Das kann es aber nicht geben und ist als Ziel auch verlogen und unsinnig. Was es in Wahrheit gibt, ist die blanke Not, nicht immer den gleichen Stiefel runterreiten zu können und deswegen wird halt variiert. Im Frühjahr 2018 versucht sich Dylan an jazzigen Arrangements, nachdem er mit dem Album »Triplicate« zahlreiche Hommagen an die Songs des »American Songbook« abgeliefert hatte. Es wird an diesem Abend in Wien sehr viel Pedal-Steel- und Slide-Gitarre gespielt und der Sound gerät zuweilen etwas soßig. Die alten Dylan-Hits sind in einer Weise neuinstrumentiert und interpretiert, dass sie von weiten Teilen des Publikums kaum erkannt werden. Die Halle ist bestuhlt und manche der älteren Herrschaften sind bald eingeschlummert. Als Dylan Joseph Kosmas »Les Feuilles Mortes« auspackt, müssen einige sogar irritiert lachen. Ein Glück, dass dem Meister das alles egal ist. Die Songs und ihre Darbietung sind sehr weit davon entfernt, schlecht zu sein. Im Gegenteil, die Band ist gut und Bob Dylan zeigt am Klavier stehend zuweilen Verve. Natürlich funktionieren die jazzig-bluesigen Nummern nicht im Umfeld des Stadionrocks. Aber was kann Dylan dafür, dass ihm das Schicksal nie den Gefallen tat, weniger berühmt zu werden, und er halt große Hallen spielen muss?

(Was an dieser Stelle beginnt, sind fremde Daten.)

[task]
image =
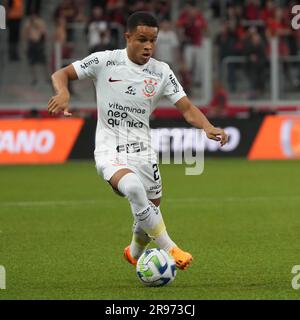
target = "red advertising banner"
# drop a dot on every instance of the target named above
(27, 141)
(277, 138)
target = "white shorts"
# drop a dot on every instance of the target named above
(148, 173)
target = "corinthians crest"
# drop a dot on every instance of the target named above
(149, 89)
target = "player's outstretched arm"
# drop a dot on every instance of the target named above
(60, 80)
(197, 119)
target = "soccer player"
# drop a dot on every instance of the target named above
(129, 84)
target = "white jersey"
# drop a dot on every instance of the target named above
(127, 94)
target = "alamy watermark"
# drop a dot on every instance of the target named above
(296, 19)
(2, 18)
(2, 278)
(296, 278)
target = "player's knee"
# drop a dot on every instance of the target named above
(131, 186)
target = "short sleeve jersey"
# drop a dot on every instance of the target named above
(127, 94)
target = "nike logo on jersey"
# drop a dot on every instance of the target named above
(113, 80)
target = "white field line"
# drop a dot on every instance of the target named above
(169, 200)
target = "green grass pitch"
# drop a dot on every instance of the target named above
(62, 232)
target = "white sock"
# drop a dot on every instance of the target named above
(139, 242)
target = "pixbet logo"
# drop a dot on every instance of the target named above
(296, 19)
(2, 278)
(2, 18)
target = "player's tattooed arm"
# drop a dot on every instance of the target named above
(60, 80)
(197, 119)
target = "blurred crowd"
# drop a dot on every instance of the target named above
(244, 31)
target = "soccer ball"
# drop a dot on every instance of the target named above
(156, 268)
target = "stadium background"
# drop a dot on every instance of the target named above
(239, 62)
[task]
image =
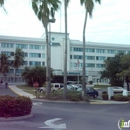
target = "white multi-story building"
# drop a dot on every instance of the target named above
(35, 54)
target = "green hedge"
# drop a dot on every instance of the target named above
(105, 96)
(15, 106)
(73, 95)
(121, 98)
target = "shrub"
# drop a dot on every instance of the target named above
(104, 92)
(15, 106)
(121, 98)
(90, 82)
(105, 96)
(74, 95)
(57, 94)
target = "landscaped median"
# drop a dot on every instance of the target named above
(74, 95)
(12, 108)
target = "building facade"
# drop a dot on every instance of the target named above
(35, 54)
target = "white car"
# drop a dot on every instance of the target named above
(76, 86)
(54, 87)
(118, 89)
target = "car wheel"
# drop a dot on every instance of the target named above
(95, 96)
(41, 91)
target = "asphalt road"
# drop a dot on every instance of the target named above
(4, 91)
(72, 116)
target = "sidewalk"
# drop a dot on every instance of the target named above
(20, 92)
(92, 101)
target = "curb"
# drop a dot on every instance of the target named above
(20, 94)
(16, 118)
(103, 102)
(59, 101)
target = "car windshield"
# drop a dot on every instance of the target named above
(89, 89)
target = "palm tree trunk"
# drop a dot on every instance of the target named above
(65, 56)
(48, 77)
(84, 65)
(15, 74)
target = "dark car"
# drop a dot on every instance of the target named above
(90, 91)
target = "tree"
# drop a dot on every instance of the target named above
(35, 74)
(1, 3)
(65, 56)
(112, 67)
(125, 69)
(43, 9)
(89, 6)
(18, 59)
(4, 64)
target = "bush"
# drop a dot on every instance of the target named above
(14, 106)
(57, 94)
(104, 92)
(105, 96)
(74, 95)
(90, 82)
(121, 98)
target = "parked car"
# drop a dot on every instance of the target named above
(54, 87)
(90, 91)
(118, 89)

Nach dem zeitig beendeten Konzert stehen zwei Musiker vor der Halle, die den Bob Dylan der 1960er-Jahre covern. Sie machen das gut und sind näher am Original als das Original, das sich in diesem Moment gerade ins Hotel schleppt. Ohnehin hat die Imitation immer deutlichere Eigenschaften als die Vorlage. Bekanntermaßen wurde Charly Chaplin beim Charly-Chaplin-Ähnlichkeitswettbewerb nur fünfter. Ein noch recht gutes Ergebnis, schließlich war er ja bei dem Wettbewerb bereits alt und die anderen imitierten nicht Chaplin, sondern das, was auf der Leinwand von ihm bekannt geworden war. So steht das Publikum im Frühlingswind des Parks vor der Wiener Stadthalle und lauscht befriedigt den Straßenmusikanten, die Bob Dylan nachahmen und die den melancholischen Ohren mehr zu bieten haben, als der traurige und ein wenig verzweifelte Herr auf der großen Bühne, der nicht mehr der sein kann, der er einmal war.